Was this anomaly ever figured out? I’ve been recommending Avast! product for awhile now, and everything was perfect. One or two versions back, people begin experience MAJOR slowdowns with Avast! installed. In these people’s Task Managers I’d see three or more instances of ashWebSv.exe. The only way to bring back the performance is to disable Avast! Web Shield permanently and re-boot. Uninstalling Avast! and even running the Avast! Cleanup utility and re-booting and re-installing Avast! freshly doesn’t resolve this anomaly.

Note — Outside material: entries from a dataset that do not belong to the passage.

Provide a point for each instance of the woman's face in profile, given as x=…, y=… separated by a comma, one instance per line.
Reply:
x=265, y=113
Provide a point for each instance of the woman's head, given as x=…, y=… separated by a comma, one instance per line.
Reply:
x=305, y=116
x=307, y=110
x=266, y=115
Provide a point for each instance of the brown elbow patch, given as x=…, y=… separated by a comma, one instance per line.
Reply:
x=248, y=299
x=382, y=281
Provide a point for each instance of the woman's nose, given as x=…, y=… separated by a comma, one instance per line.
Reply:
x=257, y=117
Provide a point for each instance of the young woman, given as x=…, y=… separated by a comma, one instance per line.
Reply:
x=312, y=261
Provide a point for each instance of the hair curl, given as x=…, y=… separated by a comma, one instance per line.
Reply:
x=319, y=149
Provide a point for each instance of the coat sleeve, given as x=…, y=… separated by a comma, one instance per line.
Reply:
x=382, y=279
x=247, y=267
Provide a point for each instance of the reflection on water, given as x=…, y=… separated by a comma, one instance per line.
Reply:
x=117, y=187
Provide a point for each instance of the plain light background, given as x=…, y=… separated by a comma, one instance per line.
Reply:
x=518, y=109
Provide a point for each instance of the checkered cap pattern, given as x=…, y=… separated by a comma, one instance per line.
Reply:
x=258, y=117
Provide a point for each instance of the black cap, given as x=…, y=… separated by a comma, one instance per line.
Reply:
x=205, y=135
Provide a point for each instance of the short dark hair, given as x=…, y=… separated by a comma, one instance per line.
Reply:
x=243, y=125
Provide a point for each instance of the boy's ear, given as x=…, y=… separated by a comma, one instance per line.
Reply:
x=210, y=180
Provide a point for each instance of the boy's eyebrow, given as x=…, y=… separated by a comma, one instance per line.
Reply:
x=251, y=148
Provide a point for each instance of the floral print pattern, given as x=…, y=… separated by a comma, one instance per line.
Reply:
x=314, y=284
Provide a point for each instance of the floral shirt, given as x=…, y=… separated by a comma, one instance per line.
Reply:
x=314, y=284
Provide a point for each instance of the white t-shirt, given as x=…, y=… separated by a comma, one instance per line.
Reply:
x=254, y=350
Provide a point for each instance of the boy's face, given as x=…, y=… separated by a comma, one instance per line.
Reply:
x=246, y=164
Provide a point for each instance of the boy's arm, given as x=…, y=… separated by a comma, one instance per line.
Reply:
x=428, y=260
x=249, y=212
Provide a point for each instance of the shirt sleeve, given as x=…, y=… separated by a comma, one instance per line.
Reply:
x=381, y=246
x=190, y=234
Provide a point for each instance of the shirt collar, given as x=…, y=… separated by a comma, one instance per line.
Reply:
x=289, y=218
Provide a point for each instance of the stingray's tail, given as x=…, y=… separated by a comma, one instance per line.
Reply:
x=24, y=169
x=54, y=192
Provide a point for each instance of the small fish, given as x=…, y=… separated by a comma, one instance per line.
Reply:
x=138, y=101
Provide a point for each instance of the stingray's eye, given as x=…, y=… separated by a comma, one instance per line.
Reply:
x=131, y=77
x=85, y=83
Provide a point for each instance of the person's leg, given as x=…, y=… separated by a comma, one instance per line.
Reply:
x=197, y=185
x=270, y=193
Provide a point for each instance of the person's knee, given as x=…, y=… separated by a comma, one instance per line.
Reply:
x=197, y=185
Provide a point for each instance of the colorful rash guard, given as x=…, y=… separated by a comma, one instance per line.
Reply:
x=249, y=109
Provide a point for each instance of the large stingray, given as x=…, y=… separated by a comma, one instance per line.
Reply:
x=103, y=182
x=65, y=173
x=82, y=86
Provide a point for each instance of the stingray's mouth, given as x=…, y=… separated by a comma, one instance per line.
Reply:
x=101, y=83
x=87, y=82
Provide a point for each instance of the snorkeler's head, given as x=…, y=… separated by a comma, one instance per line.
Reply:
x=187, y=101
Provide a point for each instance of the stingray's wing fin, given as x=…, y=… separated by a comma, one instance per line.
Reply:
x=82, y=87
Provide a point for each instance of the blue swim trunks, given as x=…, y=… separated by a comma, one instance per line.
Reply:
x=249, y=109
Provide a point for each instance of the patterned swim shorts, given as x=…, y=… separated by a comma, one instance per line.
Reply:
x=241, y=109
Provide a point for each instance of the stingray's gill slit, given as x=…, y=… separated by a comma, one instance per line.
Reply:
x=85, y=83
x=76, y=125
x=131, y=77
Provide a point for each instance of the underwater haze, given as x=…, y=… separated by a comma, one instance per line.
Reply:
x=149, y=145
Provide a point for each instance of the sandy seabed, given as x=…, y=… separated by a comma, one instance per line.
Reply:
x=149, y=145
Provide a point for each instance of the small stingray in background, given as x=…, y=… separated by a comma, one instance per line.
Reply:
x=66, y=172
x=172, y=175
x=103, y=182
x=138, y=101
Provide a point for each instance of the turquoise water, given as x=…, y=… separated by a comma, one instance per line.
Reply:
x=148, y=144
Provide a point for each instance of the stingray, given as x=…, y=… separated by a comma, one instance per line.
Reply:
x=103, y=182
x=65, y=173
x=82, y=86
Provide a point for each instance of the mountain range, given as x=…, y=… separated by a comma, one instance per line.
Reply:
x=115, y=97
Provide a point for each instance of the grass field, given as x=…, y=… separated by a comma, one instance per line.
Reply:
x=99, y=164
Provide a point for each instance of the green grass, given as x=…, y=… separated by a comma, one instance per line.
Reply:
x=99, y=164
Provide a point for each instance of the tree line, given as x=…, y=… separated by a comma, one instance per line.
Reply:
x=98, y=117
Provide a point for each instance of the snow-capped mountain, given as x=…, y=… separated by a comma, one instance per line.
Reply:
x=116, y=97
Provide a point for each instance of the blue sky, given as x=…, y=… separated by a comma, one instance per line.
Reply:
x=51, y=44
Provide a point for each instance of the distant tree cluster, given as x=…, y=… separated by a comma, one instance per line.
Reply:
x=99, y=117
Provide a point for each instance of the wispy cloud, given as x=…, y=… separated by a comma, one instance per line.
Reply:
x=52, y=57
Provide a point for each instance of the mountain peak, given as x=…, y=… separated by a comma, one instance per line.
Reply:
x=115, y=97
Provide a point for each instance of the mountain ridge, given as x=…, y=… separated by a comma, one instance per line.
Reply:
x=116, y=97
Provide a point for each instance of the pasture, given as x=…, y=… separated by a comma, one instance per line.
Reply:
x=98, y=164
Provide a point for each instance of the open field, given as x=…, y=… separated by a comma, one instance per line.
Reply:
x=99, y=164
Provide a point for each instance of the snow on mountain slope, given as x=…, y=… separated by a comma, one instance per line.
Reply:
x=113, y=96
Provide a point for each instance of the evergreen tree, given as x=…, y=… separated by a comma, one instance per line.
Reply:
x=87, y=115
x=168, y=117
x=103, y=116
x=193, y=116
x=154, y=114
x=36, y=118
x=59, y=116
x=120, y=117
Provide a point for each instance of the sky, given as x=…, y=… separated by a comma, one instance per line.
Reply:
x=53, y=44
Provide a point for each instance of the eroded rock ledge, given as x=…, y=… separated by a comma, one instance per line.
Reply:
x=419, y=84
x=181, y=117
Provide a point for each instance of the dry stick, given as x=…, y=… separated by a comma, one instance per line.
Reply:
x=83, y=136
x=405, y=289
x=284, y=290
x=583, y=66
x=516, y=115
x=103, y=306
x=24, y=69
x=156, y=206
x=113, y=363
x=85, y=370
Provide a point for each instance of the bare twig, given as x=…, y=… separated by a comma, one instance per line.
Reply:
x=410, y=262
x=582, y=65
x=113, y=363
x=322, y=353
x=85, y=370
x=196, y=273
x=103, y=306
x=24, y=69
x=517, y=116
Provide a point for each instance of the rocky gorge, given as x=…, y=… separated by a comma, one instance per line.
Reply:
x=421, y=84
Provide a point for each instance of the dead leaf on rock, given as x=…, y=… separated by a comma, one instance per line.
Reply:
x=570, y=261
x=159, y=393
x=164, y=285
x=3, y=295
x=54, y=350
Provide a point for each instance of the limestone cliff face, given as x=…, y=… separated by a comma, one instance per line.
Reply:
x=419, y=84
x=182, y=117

So far I’ve only seen XP users experience this anomaly, … I’m in hopes the problem would be quickly resolved, but after having read over different topics regarding this anomaly, it doesn’t seem even the developers have any clues to why this is occurring.
Regards,
Phant0m``
While this particular anomaly doesn’t exists on a particular type of computer system, one of the commonly affected computer systems that I have observed this anomaly on is with the Intel Celerons. Celerons are very slow to begin with, and with Avast! installed make booting up that much more slower, but with this Web Shield anomaly it brings these Celeron systems to a crawl for the entire Windows session.
The only logical step is to stop recommending Avast! until the Avast! development teams takes this anomaly seriously and addresses it finally.
@Phant0m``
Typically if the user chooses a Celeron based system then it will have a small amount of RAM and that is the major cause of slow systems so adding RAM is the best solution and to not recommend avast! is not.
RAM is the best and cheapest investment to improve system performance.
Has nothing to-do with not having enough RAM in these computers, these computers are fairly new and have 1 through to 2GBs of RAM. Also this isn’t specific to Celerons, I have reported a similar if not identical problem happening on Pentium 4 system back in Dec 2008.
And I don’t remember seeing several ashWebSv.exe instances running in people’s Windows Task Manager up until mid to late 2008.
What are the conditions for two or more instances of ashWebSv.exe to be loaded? Does it have something to-do with simultaneous connections?
I would really like to have this problem investigated, I’ll do the WebShield log activation and e-mail it.
No, it shouldn’t. Normal installations have a lot of connections without multiply WebShield instances.